Countering Attribution Bias
Finally, moving our focus from injury to exposure requires an honest evaluation of how we as individuals frame safety activities and outcomes. Cognitive bias—mental shortcuts we use to make judgments about uncertainties—can skew our perceptions of the exposures we are trying to remove. Attribution bias, in particular, plays a role in the unconscious process of determining cause. It describes a tendency to associate success with personal ability and failure with bad luck or chance. This bias can lead us to attribute internal causes of an incident involving someone else (the cause resides in the person—her behavior, lack or training, or intelligence) or external factors when I’m involved (the cause resides outside myself, for instance in the systems, equipment, or policies).

Consider an example where a mechanic is critically injured while working on a pump that is suddenly switched on by an operator. A manager may say, “The employee got injured because he didn’t follow the procedure.” In other words, it was caused by the employee’s poor attitude, poor decision, or faulty belief system (internal attribution). To the contrary, the mechanic may say, “I got hurt because the company didn’t give me the time to do the job safely” (external attribution). In reality, neither account is complete; exposure occurs in the configuration of equipment, systems, procedures, and the work being done. Attribution bias can lead us to see only one piece of a larger picture; in this case, focusing only on the time pressures or only on a deviation from procedure.
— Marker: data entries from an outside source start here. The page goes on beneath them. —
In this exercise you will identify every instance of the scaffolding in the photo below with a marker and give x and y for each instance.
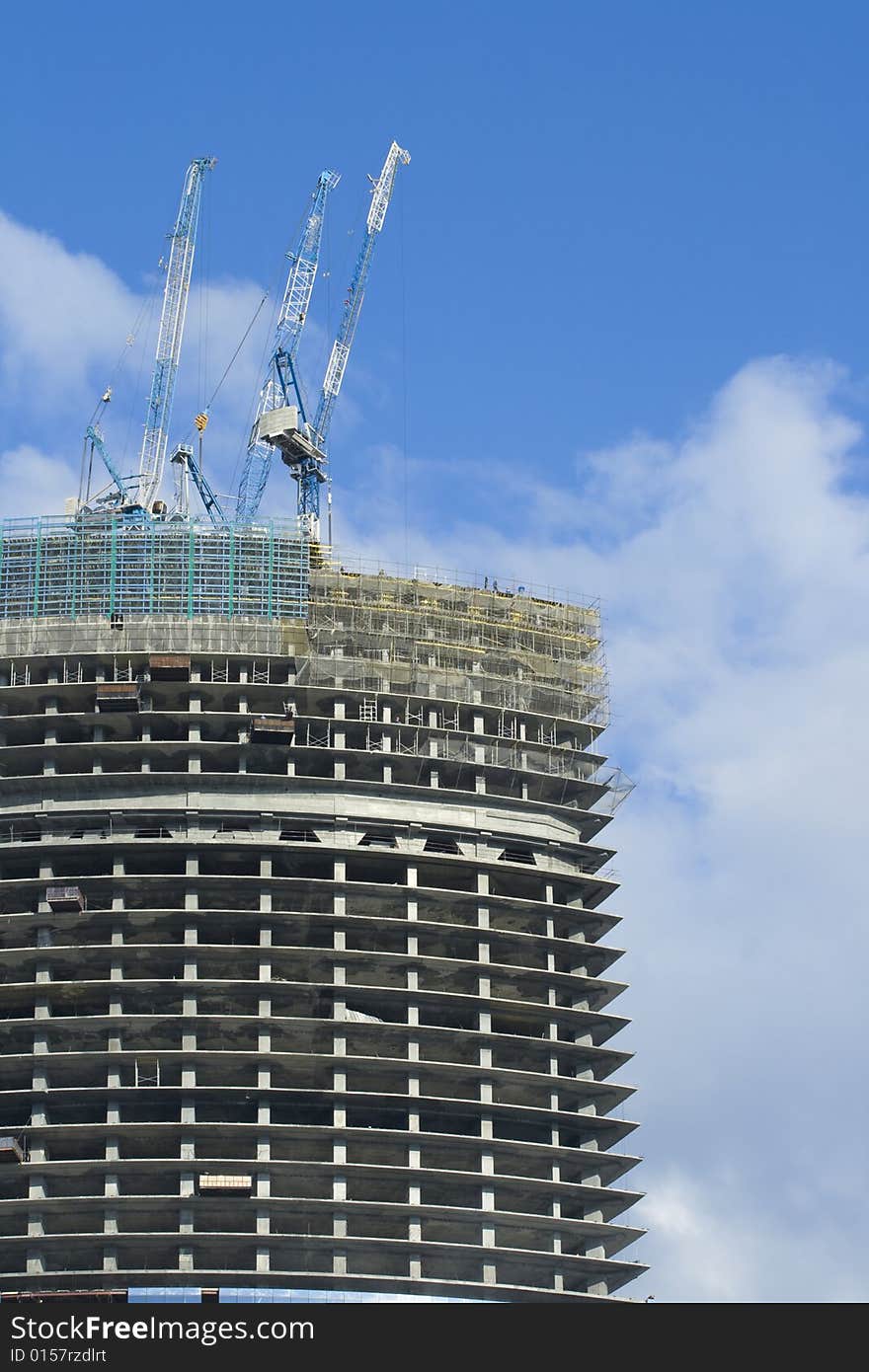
(110, 567)
(456, 640)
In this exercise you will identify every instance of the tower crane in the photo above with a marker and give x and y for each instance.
(302, 445)
(134, 495)
(171, 333)
(281, 384)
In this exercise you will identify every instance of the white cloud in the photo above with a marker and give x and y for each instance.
(34, 483)
(715, 1246)
(735, 571)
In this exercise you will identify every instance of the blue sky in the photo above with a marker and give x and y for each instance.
(614, 340)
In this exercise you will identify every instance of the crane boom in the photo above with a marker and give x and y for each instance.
(309, 470)
(184, 457)
(171, 331)
(121, 495)
(281, 383)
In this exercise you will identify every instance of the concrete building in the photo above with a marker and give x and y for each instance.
(305, 926)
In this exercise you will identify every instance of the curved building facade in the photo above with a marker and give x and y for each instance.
(305, 942)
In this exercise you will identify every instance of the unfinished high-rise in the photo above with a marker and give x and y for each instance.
(305, 926)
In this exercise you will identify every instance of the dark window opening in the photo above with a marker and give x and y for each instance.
(440, 844)
(378, 838)
(519, 854)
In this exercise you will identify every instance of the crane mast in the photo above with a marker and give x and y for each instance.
(281, 384)
(308, 465)
(171, 333)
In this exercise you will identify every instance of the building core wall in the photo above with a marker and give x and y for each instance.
(306, 950)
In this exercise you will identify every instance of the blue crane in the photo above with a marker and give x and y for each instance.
(302, 445)
(186, 461)
(171, 333)
(134, 495)
(281, 384)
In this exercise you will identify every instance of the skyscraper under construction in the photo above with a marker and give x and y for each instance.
(303, 913)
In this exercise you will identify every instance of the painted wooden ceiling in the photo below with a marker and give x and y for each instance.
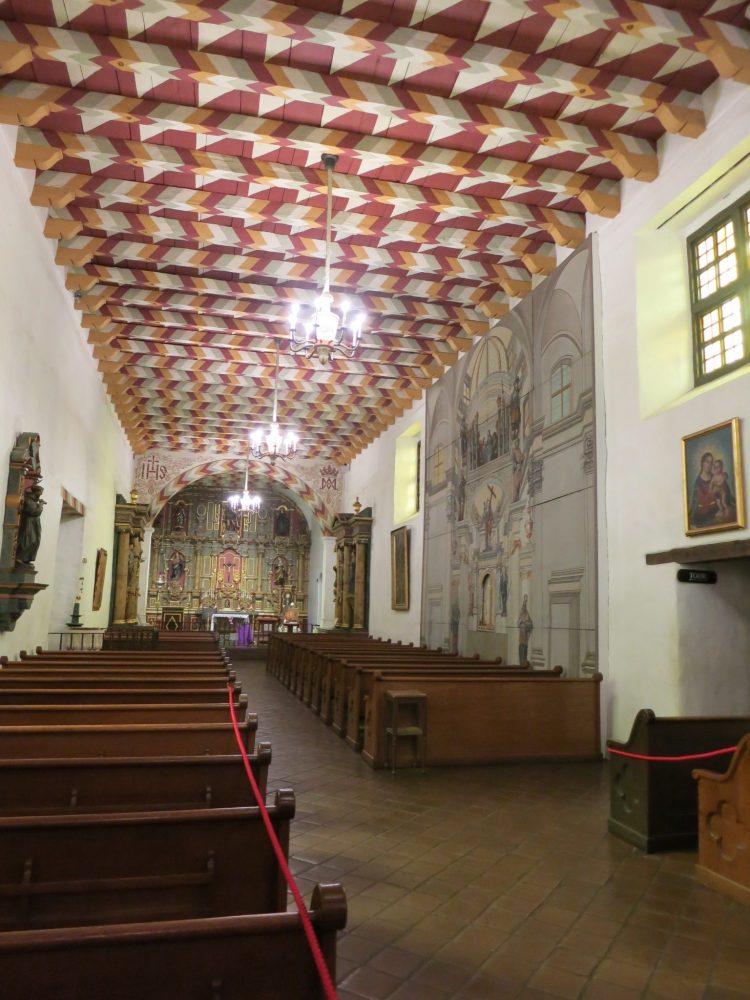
(177, 147)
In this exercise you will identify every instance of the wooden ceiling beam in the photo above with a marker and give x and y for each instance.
(44, 150)
(590, 89)
(25, 102)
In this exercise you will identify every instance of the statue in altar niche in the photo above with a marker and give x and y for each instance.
(30, 527)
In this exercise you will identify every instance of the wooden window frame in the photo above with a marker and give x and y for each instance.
(737, 213)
The truth is, these elements—with the likely addition of other factors—exist within a context that has a history. Singling out one element to the exclusion of others muddies our view of the context and encourages blame, preventing us from getting to the real issues. When we learn to recognize attribution bias, develop appropriate hazard recognition training, and implement tools such as 5 Whys and ABC Analysis in our investigations, we enable individuals to dig deeper and draw a truer picture of exposures.

Building on the Foundation
In this article, we have highlighted a focus on exposure and the importance of overcoming attribution bias. In future installments, we will explore other factors that build on this foundation; next will be metrics and measures critical to injury-free performance and, finally, the role of true employee engagement for sustainability.